As for crude itself, prices took a breather early on, but rebounded later in the session. Clearly, the escalation between Israel and Iran (operating out of Syria) will make it difficult for the geopolitical risk premium to be priced out in the near-term. WTI still sitting above $71:
BofAML has now become the first Wall Street bank to suggest that we may be headed back above $100. You can read more on that here, but this is the key excerpt:
Looking into the next 18 months, we expect global oil supply and demand balances to tighten driven by the ongoing collapse in Venezuelan output. In addition, there are downside risks to Iranian crude oil exports. Plus we see a high likelihood of OPEC working with Russia in 2019 to set a floor on oil prices. As a result, we project an oil market deficit of 630k b/d in 2018 and 300k b/d in 2019. The deficits should push OECD oil stocks down closer to 2.6bn barrels by 4Q2019. With inventories set to drop below 5-year normals, we raise our average Brent forecast for this year and next to $70/bbl and $75/bbl respectively. We also introduce a 2Q $90/bbl Brent price target for 2019 and see a risk of $100/bbl oil next year, although we are concerned that these market dynamics could unfold over a shorter timeframe.
Investors appeared willing to give Argentina a bit of respite while the government attempts to negotiate a credit line with the IMF. The peso rose for the first day in four. They’ve now activated a $2 billion “contingency line” with the BIS.

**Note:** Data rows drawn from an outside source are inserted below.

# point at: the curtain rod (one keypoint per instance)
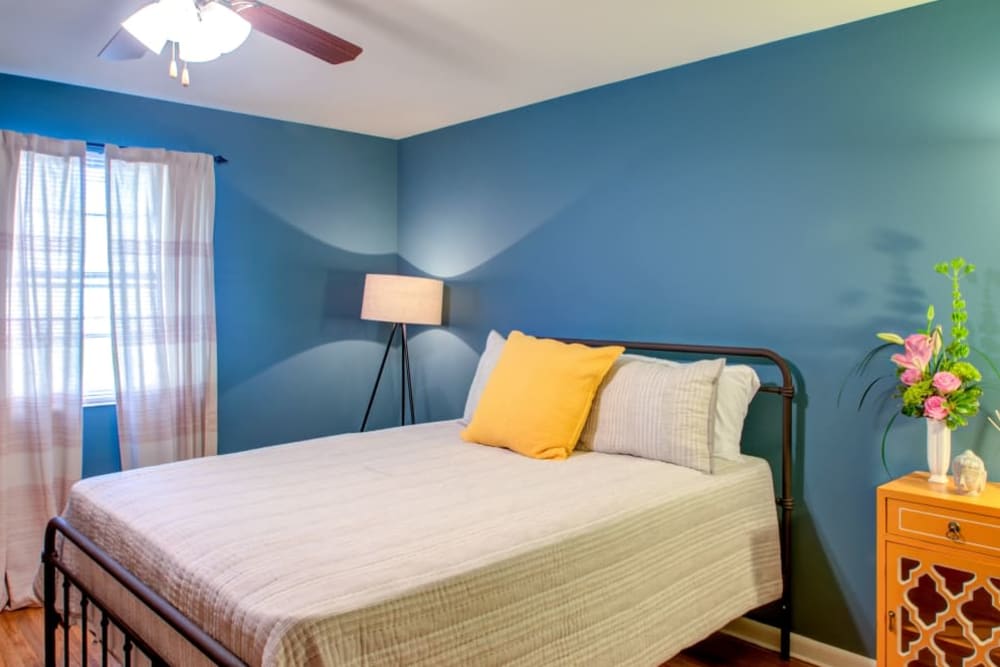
(218, 158)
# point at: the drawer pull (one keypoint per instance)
(954, 531)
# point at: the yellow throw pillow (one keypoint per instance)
(539, 395)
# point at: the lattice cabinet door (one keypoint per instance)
(939, 575)
(942, 609)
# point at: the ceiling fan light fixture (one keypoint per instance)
(147, 26)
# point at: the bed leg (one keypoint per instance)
(786, 633)
(49, 557)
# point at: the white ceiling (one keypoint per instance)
(426, 63)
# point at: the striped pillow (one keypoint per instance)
(656, 411)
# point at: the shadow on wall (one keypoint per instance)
(293, 350)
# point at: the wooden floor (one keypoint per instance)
(21, 646)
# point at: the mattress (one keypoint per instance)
(411, 546)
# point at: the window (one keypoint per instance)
(98, 363)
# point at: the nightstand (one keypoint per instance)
(938, 575)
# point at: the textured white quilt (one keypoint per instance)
(409, 546)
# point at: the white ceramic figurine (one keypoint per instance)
(969, 472)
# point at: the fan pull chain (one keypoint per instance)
(173, 60)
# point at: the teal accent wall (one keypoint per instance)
(302, 213)
(793, 196)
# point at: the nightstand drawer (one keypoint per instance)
(944, 526)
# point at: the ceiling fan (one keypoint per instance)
(203, 30)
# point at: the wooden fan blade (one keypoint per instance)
(123, 46)
(303, 36)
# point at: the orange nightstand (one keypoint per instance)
(938, 575)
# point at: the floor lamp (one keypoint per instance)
(400, 300)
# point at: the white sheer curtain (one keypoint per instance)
(41, 339)
(161, 214)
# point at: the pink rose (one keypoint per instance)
(946, 382)
(917, 352)
(936, 407)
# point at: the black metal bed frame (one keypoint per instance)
(59, 531)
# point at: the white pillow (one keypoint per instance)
(487, 361)
(656, 411)
(738, 384)
(737, 387)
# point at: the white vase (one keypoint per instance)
(938, 450)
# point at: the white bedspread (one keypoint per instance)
(410, 546)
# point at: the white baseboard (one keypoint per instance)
(803, 648)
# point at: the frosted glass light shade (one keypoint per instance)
(148, 26)
(203, 34)
(403, 299)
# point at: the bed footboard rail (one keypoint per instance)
(59, 616)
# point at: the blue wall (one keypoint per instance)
(793, 196)
(301, 214)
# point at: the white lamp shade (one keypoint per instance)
(402, 299)
(203, 34)
(148, 25)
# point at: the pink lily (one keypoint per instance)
(917, 352)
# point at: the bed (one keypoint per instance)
(411, 546)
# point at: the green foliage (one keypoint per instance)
(929, 369)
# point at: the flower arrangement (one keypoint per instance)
(935, 380)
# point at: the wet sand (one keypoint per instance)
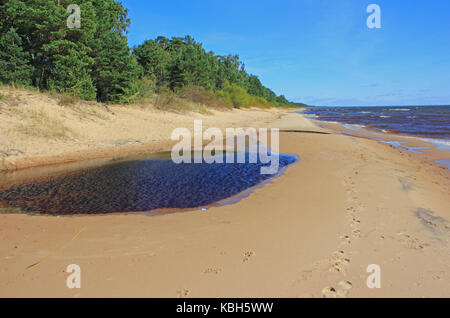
(349, 202)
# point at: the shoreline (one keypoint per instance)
(312, 232)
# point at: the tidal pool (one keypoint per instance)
(138, 185)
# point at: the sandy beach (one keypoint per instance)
(312, 232)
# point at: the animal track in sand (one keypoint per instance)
(342, 290)
(345, 240)
(247, 256)
(412, 242)
(212, 270)
(329, 292)
(339, 261)
(183, 293)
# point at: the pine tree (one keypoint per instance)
(14, 61)
(116, 70)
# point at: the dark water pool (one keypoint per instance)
(139, 185)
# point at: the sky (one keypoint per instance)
(319, 52)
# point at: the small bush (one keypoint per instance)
(201, 96)
(68, 99)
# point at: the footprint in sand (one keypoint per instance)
(212, 270)
(340, 261)
(183, 293)
(329, 292)
(341, 290)
(247, 256)
(345, 240)
(344, 288)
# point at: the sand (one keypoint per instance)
(349, 203)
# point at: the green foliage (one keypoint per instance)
(92, 62)
(116, 71)
(14, 66)
(183, 62)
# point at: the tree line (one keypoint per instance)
(95, 62)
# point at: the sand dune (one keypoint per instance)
(313, 232)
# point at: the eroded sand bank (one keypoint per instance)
(350, 202)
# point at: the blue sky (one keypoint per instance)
(318, 51)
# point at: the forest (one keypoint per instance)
(95, 62)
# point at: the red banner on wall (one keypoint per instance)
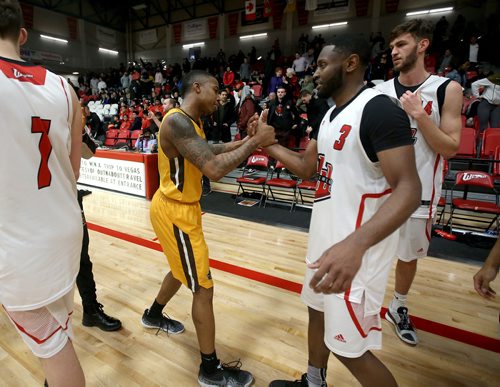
(250, 6)
(212, 26)
(232, 20)
(28, 15)
(277, 14)
(268, 10)
(177, 33)
(72, 27)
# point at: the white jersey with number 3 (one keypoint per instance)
(40, 220)
(350, 190)
(429, 163)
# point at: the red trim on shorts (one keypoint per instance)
(36, 339)
(355, 318)
(436, 164)
(362, 204)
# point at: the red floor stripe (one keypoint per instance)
(466, 337)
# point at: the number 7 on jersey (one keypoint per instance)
(39, 125)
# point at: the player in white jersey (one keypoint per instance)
(367, 187)
(433, 105)
(40, 221)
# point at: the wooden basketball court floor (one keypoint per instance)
(259, 316)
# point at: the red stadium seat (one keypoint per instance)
(489, 209)
(467, 143)
(281, 180)
(491, 140)
(111, 136)
(254, 176)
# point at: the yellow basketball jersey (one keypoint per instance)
(179, 179)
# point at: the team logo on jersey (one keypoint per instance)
(19, 74)
(428, 108)
(324, 185)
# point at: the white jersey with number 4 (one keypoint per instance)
(429, 163)
(40, 220)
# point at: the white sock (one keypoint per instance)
(398, 301)
(316, 377)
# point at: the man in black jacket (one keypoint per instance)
(282, 116)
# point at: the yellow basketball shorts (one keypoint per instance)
(178, 227)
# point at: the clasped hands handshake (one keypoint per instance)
(258, 129)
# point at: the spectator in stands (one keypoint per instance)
(246, 109)
(228, 78)
(125, 81)
(245, 70)
(125, 125)
(445, 61)
(275, 81)
(136, 122)
(282, 116)
(488, 110)
(222, 119)
(93, 85)
(147, 142)
(101, 85)
(300, 65)
(316, 109)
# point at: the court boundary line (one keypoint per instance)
(443, 330)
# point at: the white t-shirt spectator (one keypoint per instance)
(300, 64)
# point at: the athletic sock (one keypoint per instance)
(316, 377)
(398, 301)
(209, 362)
(156, 310)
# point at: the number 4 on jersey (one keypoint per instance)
(42, 126)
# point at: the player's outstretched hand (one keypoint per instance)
(336, 268)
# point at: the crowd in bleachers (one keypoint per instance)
(133, 99)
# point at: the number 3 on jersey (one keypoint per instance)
(42, 126)
(344, 132)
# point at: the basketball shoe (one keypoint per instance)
(296, 383)
(162, 323)
(402, 324)
(229, 375)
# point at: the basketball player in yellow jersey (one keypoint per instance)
(183, 157)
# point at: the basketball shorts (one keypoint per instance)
(414, 239)
(46, 330)
(349, 332)
(178, 227)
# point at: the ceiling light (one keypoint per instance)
(108, 51)
(54, 39)
(187, 46)
(429, 11)
(262, 35)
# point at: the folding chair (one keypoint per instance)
(306, 189)
(250, 181)
(134, 135)
(285, 186)
(489, 209)
(491, 140)
(111, 135)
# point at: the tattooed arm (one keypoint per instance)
(226, 147)
(178, 132)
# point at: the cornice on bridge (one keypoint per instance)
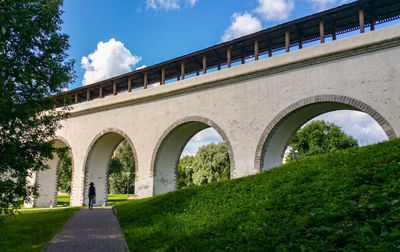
(317, 27)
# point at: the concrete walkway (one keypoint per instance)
(89, 230)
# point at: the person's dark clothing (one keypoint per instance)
(92, 196)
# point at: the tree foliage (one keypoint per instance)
(320, 137)
(65, 175)
(211, 164)
(33, 66)
(184, 179)
(122, 163)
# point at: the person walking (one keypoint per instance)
(92, 195)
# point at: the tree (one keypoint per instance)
(33, 67)
(320, 137)
(122, 163)
(211, 164)
(183, 178)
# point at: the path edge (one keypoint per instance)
(120, 229)
(59, 231)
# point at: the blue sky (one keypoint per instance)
(109, 38)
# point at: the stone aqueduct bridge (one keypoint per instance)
(255, 107)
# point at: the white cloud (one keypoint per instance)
(321, 5)
(192, 2)
(207, 135)
(275, 10)
(356, 124)
(141, 67)
(241, 25)
(169, 4)
(109, 59)
(204, 137)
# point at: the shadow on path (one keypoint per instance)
(89, 230)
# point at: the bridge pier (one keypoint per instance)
(255, 107)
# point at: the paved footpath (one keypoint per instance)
(89, 230)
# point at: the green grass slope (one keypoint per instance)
(348, 200)
(31, 230)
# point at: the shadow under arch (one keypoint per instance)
(97, 160)
(276, 136)
(165, 158)
(47, 180)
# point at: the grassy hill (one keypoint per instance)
(347, 200)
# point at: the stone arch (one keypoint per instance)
(47, 180)
(170, 146)
(97, 160)
(275, 138)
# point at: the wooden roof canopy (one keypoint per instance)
(345, 18)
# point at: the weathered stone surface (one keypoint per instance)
(255, 107)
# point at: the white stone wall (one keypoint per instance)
(242, 101)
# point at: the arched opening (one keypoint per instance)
(48, 180)
(64, 181)
(276, 137)
(169, 151)
(103, 149)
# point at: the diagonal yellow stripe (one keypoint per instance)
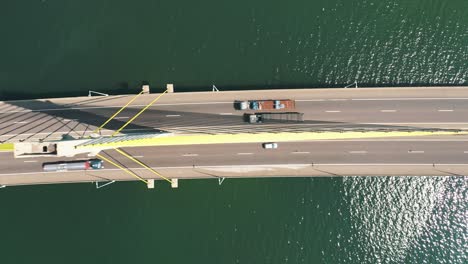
(122, 168)
(262, 137)
(142, 164)
(120, 110)
(139, 113)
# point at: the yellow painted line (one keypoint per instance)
(6, 147)
(138, 114)
(142, 164)
(122, 168)
(262, 137)
(116, 113)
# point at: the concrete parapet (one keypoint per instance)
(150, 184)
(170, 88)
(145, 89)
(174, 183)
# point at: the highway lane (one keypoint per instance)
(320, 152)
(201, 113)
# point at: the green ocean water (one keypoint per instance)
(56, 48)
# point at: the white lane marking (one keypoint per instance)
(259, 165)
(190, 155)
(416, 151)
(357, 152)
(104, 107)
(408, 99)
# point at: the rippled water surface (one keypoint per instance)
(54, 48)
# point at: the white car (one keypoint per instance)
(270, 145)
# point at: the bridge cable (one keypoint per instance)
(116, 113)
(139, 113)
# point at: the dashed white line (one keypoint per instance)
(358, 152)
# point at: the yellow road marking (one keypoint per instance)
(6, 147)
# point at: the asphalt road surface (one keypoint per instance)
(376, 108)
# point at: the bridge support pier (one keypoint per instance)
(150, 183)
(175, 183)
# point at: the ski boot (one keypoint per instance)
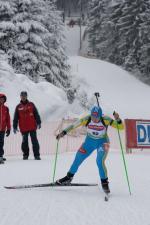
(105, 185)
(65, 180)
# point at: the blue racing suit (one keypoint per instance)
(96, 139)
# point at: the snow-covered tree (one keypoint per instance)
(97, 15)
(7, 28)
(122, 37)
(58, 73)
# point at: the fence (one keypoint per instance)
(47, 140)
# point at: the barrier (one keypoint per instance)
(137, 134)
(47, 139)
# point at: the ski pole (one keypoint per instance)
(55, 162)
(124, 161)
(97, 95)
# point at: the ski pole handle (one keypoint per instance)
(97, 95)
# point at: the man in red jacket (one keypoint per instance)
(26, 114)
(4, 124)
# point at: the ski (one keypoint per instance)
(50, 185)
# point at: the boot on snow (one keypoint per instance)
(105, 185)
(65, 180)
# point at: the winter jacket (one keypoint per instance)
(26, 114)
(4, 116)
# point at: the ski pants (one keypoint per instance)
(25, 143)
(86, 149)
(2, 135)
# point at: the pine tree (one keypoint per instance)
(7, 28)
(30, 52)
(58, 59)
(97, 15)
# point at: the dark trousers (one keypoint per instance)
(2, 135)
(25, 143)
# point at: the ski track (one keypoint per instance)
(73, 205)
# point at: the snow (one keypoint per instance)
(118, 90)
(75, 205)
(78, 205)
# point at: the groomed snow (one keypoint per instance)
(75, 205)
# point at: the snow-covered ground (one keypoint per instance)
(75, 205)
(78, 206)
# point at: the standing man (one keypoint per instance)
(26, 114)
(4, 125)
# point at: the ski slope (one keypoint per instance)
(79, 205)
(75, 205)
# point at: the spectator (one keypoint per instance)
(4, 125)
(26, 114)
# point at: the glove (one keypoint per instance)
(7, 133)
(62, 134)
(15, 130)
(39, 126)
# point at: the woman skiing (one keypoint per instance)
(96, 138)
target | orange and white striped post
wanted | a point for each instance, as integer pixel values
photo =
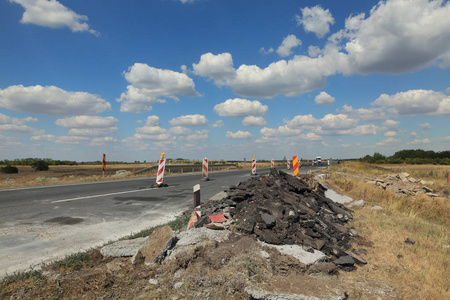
(104, 164)
(253, 166)
(205, 169)
(161, 168)
(295, 164)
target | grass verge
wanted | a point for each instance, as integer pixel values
(418, 271)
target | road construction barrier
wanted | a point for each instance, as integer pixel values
(295, 165)
(205, 168)
(196, 195)
(104, 164)
(253, 166)
(161, 168)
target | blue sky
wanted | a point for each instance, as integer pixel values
(222, 79)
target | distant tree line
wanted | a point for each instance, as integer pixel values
(31, 161)
(417, 157)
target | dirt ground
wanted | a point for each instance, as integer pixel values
(212, 271)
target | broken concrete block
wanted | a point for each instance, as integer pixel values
(345, 261)
(125, 248)
(156, 243)
(269, 220)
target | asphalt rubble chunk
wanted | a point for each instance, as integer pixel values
(251, 241)
(280, 209)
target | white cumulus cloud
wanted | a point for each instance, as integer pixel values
(150, 85)
(189, 120)
(239, 135)
(289, 42)
(417, 102)
(217, 67)
(324, 98)
(238, 108)
(252, 121)
(315, 19)
(51, 100)
(398, 36)
(51, 13)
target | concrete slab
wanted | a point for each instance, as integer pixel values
(297, 252)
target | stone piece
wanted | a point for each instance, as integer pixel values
(156, 244)
(305, 257)
(427, 189)
(269, 220)
(345, 260)
(270, 237)
(154, 282)
(125, 248)
(178, 285)
(410, 241)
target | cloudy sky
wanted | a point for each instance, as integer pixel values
(223, 79)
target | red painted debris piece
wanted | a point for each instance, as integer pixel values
(217, 218)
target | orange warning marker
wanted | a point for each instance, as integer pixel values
(295, 165)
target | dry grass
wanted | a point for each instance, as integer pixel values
(418, 271)
(67, 174)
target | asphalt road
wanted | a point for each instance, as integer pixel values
(41, 224)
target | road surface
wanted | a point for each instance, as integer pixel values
(46, 223)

Goldman’s Alberto Ramos was on Bloomberg TV today noting that while we’re still not there yet in terms of the peso overshooting, Macri’s move to call up the IMF was “bold and determined” considering the fund is “a debased brand in Buenos Aires.”
Speaking of pesos, MXN surged on Thursday apparently after an opinion poll suggested Obrador’s poll lead is narrowing. The currency got an extra boost from the CPI miss in the U.S.:
The Malaysia ETF recouped some of Wednesday’s losses, logged on the heels of Mahathir Mohamad’s shocking election victory.
iShares is super excited that they’re getting to serve as one of the only plain vanilla ways for investors to express their opinion on this with local markets closed. “EWM is serving as a real-time price discovery vehicle for investors while local Malaysian markets remain closed until Monday, as evidenced by record volume yesterday,” Chris Dhanraj, head of U.S. iShares investment strategy for BlackRock said. In case you were wondering what “real-time price discovery” looks like, here it is:
And here’s what happens when the only way for people to “discover prices” in Malaysian equities is via an ETF:
As for the ringgit, well, here are the 1-month NDFs:
The pound fell following the BoE (on hold and markets seemingly pricing out further hikes this year):
Oh, and Italy looks like it’s going to get an outright populist government – because what could go wrong with that?